IF 5.2 3区 计算机科学 Q1 AUTOMATION & CONTROL SYSTEMS Pub Date : 2025-01-01
Pan Zhao, Julie Josse, Shu Yang

An individualized treatment regime (ITR) is a decision rule that assigns treatments based on patients' characteristics. The value function of an ITR is the expected outcome in a counterfactual world had this ITR been implemented. Recently, there has been increasing interest in combining heterogeneous data sources, such as leveraging the complementary features of randomized controlled trial (RCT) data and a large observational study (OS). Usually, a covariate shift exists between the source and target population, rendering the source-optimal ITR not optimal for the target population. We present an efficient and robust transfer learning framework for estimating the optimal ITR with right-censored survival data that generalizes well to the target population. The value function accommodates a broad class of functionals of survival distributions, including survival probabilities and restrictive mean survival times (RMSTs). We propose a doubly robust estimator of the value function, and the optimal ITR is learned by maximizing the value function within a pre-specified class of ITRs. We establish the cubic rate of convergence for the estimated parameter indexing the optimal ITR, and show that the proposed optimal value estimator is consistent and asymptotically normal even with flexible machine learning methods for nuisance parameter estimation. We evaluate the empirical performance of the proposed method by simulation studies and a real data application of sodium bicarbonate therapy for patients with severe metabolic acidaemia in the intensive care unit (ICU), combining a RCT and an observational study with heterogeneity.

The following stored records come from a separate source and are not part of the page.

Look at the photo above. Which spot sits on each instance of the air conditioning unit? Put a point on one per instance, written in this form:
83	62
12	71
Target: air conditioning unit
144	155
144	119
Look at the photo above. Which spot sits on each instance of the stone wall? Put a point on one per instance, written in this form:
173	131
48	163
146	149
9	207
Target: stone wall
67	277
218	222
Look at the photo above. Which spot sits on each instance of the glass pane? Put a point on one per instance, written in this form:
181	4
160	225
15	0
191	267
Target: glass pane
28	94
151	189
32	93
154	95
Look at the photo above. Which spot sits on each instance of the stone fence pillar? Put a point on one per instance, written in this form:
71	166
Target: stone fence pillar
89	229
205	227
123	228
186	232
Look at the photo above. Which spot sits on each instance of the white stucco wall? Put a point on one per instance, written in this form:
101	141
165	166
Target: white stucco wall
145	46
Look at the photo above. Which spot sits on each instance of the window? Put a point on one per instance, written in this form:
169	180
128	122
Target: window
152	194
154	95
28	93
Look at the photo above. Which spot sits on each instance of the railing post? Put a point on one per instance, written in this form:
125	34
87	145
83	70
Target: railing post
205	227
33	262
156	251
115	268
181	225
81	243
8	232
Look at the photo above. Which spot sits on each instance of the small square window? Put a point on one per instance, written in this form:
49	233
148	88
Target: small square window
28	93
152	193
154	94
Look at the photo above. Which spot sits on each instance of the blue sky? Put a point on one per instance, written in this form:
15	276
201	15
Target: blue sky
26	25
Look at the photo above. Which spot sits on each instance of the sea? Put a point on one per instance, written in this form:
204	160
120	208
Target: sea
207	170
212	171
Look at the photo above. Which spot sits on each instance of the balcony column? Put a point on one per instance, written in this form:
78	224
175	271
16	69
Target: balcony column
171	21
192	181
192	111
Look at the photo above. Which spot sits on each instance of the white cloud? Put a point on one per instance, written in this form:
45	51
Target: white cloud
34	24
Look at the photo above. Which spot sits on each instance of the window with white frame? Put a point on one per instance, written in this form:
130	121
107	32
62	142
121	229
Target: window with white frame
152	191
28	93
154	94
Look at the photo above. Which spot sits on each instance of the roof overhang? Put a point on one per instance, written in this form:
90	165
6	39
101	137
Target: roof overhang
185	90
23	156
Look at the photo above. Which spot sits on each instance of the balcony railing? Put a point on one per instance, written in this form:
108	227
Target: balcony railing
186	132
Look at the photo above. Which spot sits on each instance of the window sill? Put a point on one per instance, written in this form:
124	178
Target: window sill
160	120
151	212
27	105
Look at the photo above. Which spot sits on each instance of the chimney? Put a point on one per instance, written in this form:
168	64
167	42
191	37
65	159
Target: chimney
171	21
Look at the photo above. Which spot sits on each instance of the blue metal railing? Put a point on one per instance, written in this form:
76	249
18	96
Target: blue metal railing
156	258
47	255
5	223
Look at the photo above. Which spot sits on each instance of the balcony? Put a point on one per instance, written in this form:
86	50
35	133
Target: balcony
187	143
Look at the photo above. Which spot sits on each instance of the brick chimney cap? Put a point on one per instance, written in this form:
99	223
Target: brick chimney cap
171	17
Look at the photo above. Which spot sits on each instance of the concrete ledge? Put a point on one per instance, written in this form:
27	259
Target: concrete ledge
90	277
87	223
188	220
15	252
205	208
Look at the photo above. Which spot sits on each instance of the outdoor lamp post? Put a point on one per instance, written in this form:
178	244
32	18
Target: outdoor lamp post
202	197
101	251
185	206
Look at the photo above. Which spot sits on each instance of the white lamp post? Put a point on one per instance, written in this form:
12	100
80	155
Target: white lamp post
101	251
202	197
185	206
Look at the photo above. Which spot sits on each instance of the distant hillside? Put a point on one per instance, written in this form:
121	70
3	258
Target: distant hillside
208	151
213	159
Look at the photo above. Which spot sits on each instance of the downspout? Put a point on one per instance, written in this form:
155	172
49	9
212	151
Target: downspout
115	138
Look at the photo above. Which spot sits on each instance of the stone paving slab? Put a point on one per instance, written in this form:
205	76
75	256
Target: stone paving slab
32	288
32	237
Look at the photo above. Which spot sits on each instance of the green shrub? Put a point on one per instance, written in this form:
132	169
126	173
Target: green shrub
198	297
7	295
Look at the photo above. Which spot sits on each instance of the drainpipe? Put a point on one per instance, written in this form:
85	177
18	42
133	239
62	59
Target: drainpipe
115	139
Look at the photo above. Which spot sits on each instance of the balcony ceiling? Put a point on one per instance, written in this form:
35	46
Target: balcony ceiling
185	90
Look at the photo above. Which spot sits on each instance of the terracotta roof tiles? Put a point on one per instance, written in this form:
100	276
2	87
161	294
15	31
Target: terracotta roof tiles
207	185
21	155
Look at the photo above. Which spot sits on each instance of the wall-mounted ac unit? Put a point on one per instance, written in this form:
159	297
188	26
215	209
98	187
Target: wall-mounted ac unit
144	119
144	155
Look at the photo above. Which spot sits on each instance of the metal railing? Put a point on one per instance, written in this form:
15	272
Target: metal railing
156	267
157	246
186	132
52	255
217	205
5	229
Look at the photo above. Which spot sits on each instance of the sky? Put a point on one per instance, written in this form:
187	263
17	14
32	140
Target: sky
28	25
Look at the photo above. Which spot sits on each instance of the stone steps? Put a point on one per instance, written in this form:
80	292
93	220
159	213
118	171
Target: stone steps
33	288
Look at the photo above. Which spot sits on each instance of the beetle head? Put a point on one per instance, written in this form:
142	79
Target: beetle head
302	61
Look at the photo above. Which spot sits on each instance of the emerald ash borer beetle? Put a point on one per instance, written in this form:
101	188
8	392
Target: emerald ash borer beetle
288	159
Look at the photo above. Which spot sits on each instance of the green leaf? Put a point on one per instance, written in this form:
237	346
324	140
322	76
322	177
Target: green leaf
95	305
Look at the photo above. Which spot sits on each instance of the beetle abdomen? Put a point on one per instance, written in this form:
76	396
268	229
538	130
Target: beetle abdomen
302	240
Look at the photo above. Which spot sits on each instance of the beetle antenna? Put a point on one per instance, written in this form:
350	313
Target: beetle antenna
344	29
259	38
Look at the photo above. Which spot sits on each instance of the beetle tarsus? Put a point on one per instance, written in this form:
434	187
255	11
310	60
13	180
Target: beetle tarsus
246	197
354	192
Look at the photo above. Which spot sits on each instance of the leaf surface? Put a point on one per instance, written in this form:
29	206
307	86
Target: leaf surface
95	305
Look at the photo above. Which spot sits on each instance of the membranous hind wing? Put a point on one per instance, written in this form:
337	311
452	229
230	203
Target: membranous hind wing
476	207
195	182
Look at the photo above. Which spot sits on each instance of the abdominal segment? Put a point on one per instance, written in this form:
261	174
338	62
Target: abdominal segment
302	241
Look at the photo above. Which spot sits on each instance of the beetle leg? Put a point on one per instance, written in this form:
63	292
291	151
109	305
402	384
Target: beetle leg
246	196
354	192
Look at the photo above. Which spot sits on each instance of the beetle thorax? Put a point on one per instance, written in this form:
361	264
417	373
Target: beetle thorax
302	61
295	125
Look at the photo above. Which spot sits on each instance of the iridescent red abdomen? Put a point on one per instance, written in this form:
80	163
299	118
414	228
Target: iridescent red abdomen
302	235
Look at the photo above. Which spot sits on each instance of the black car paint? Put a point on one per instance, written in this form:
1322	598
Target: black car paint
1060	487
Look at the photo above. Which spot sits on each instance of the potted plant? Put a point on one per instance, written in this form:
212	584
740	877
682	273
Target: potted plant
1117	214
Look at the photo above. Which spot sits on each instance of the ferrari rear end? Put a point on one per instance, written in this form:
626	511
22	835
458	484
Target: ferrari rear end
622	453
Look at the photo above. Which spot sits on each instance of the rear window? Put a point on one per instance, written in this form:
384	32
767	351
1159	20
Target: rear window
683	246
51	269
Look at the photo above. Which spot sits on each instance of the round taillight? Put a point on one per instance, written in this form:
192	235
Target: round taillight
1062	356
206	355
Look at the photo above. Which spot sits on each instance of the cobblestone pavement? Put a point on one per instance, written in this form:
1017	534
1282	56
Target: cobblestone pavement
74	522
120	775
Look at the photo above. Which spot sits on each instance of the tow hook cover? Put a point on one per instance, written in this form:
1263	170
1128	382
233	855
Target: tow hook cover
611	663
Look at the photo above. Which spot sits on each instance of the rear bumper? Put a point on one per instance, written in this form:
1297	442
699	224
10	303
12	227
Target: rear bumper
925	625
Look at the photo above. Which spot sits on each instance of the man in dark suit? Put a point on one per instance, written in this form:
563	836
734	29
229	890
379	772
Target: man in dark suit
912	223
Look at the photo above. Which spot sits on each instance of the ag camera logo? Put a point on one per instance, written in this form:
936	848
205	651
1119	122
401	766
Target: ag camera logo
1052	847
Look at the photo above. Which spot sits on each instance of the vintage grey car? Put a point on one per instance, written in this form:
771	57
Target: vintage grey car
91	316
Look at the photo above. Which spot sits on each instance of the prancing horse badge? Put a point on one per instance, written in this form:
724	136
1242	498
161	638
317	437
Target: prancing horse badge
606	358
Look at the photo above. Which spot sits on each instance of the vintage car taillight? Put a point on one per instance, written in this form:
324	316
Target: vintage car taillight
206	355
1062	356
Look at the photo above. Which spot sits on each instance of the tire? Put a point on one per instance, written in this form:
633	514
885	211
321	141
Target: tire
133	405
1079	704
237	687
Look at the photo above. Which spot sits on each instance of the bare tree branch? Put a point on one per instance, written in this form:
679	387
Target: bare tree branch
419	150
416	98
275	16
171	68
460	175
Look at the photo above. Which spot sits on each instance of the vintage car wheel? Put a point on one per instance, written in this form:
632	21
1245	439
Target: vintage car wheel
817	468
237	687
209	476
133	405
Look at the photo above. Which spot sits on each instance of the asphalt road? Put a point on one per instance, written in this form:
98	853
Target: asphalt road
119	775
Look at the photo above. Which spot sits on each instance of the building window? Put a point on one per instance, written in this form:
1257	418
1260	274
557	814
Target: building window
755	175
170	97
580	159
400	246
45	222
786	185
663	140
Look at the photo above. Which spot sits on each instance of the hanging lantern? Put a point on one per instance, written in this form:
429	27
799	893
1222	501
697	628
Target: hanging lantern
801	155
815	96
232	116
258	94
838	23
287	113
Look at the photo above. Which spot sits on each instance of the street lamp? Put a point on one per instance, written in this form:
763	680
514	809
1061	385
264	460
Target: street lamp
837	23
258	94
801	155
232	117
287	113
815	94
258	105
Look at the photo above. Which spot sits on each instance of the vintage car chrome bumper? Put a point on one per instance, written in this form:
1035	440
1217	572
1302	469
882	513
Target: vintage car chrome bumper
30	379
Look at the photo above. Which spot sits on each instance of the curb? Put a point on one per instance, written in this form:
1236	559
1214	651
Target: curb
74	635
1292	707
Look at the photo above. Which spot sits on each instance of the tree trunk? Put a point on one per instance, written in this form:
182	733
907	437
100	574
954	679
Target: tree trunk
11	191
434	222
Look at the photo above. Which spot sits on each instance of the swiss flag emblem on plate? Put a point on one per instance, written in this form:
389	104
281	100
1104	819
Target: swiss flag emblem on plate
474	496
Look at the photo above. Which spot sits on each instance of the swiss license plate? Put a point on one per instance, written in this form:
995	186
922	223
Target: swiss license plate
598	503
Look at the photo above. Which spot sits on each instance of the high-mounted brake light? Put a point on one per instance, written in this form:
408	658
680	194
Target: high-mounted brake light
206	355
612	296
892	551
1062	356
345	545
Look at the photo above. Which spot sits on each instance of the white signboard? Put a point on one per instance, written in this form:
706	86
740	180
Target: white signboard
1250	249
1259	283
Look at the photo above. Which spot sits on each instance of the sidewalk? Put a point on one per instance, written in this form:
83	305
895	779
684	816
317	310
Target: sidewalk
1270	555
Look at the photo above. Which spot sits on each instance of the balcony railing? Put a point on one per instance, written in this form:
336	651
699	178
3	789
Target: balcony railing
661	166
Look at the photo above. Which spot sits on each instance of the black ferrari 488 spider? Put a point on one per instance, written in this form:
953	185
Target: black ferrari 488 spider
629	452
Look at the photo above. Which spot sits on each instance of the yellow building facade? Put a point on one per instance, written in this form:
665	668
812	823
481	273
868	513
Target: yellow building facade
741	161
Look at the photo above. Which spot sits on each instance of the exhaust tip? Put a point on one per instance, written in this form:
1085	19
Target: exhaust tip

个体化治疗方案(ITR)是一种根据患者特征分配治疗方案的决策规则。ITR的价值函数是在一个反事实的世界中,如果这个ITR被实施,预期的结果。最近,人们对结合异构数据源越来越感兴趣,例如利用随机对照试验(RCT)数据和大型观察性研究(OS)的互补特征。通常,源和目标群体之间存在协变量移位,使得源最优的ITR对目标群体来说不是最优的。我们提出了一个有效且稳健的迁移学习框架,用于估计具有右截除存活数据的最优ITR,该数据可以很好地推广到目标人群。价值函数容纳了生存分布的广泛函数,包括生存概率和限制性平均生存时间(rmst)。我们提出了价值函数的双鲁棒估计,并通过在预先指定的ITR类别中最大化价值函数来学习最优ITR。我们建立了最优ITR估计参数的三次收敛率,并证明了所提出的最优值估计量是一致的和渐近正态的,即使使用灵活的机器学习方法进行干扰参数估计。我们通过模拟研究和碳酸氢钠治疗重症监护病房(ICU)重症代谢性酸血症患者的实际数据应用,结合随机对照试验和异质性观察研究,评估了所提出方法的经验性能。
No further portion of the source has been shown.